Now the implications of growing up with this different internet system are starting to play out. Many young people in China have little idea what Google, Twitter or Facebook are, creating a gulf with the rest of the world. And, accustomed to the homegrown apps and online services, many appear uninterested in knowing what has been censored online, allowing Beijing to build an alternative value system that competes with Western liberal democracy.
These trends are set to spread. China is now exporting its model of a censored internet to other countries, including Vietnam, Tanzania and Ethiopia.
Such outcomes are the opposite of what many in the West anticipated would be the effect of the internet. In a 2000 speech, President Bill Clinton argued that the internet’s growth would make China a more open society like the United States. “In the new century, liberty will spread by cellphone and cable modem,” he said.

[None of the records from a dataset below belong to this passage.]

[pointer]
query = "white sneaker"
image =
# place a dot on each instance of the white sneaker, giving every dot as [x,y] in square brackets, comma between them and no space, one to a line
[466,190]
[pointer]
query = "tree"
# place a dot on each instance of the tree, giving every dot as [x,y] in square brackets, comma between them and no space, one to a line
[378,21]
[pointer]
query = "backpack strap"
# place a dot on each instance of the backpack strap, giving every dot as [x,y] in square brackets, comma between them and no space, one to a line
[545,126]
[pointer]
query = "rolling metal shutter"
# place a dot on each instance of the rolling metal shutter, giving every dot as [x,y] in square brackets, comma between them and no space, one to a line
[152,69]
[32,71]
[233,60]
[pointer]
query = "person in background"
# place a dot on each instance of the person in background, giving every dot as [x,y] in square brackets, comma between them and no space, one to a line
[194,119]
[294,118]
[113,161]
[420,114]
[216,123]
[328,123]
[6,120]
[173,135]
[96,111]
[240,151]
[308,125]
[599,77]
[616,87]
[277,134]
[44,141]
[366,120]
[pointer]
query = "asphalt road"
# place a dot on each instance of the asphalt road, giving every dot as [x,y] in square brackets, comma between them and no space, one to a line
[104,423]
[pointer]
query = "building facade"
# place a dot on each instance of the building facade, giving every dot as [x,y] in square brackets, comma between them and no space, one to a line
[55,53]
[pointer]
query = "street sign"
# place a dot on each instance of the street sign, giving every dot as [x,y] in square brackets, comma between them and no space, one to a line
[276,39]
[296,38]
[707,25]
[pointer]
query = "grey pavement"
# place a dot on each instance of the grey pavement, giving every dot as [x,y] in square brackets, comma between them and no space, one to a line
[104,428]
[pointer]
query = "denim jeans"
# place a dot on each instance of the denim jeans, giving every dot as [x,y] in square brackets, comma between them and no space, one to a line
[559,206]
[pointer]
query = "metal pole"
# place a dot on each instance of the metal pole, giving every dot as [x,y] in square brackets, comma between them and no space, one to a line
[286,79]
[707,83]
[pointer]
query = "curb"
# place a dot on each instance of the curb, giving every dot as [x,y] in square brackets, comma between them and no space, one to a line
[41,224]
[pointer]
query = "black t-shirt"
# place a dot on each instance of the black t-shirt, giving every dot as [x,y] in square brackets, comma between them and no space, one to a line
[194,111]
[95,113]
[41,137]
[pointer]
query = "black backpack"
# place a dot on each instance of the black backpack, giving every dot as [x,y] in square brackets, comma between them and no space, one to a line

For American and other Western internet giants, the hope of getting a piece of the huge China market is increasingly a pipe dream. China’s Communist Party has demonstrated clearly that it will walk down a path of tighter ideological control under President Xi Jinping. In the first half of this year, the internet regulator Cyber Administration of China said it had shut down or revoked the licenses of more than 3,000 websites.

Yet American internet giants are still trying. Google has been working on a censored search engine for China’s smartphone users in case the government lets it in. And last month, Facebook gained approval to open a subsidiary in the eastern province of Zhejiang — only to see the approval quickly withdrawn.
Even if the Western apps and sites make it into China, they may face apathy from young people.
Two economists from Peking University and Stanford University…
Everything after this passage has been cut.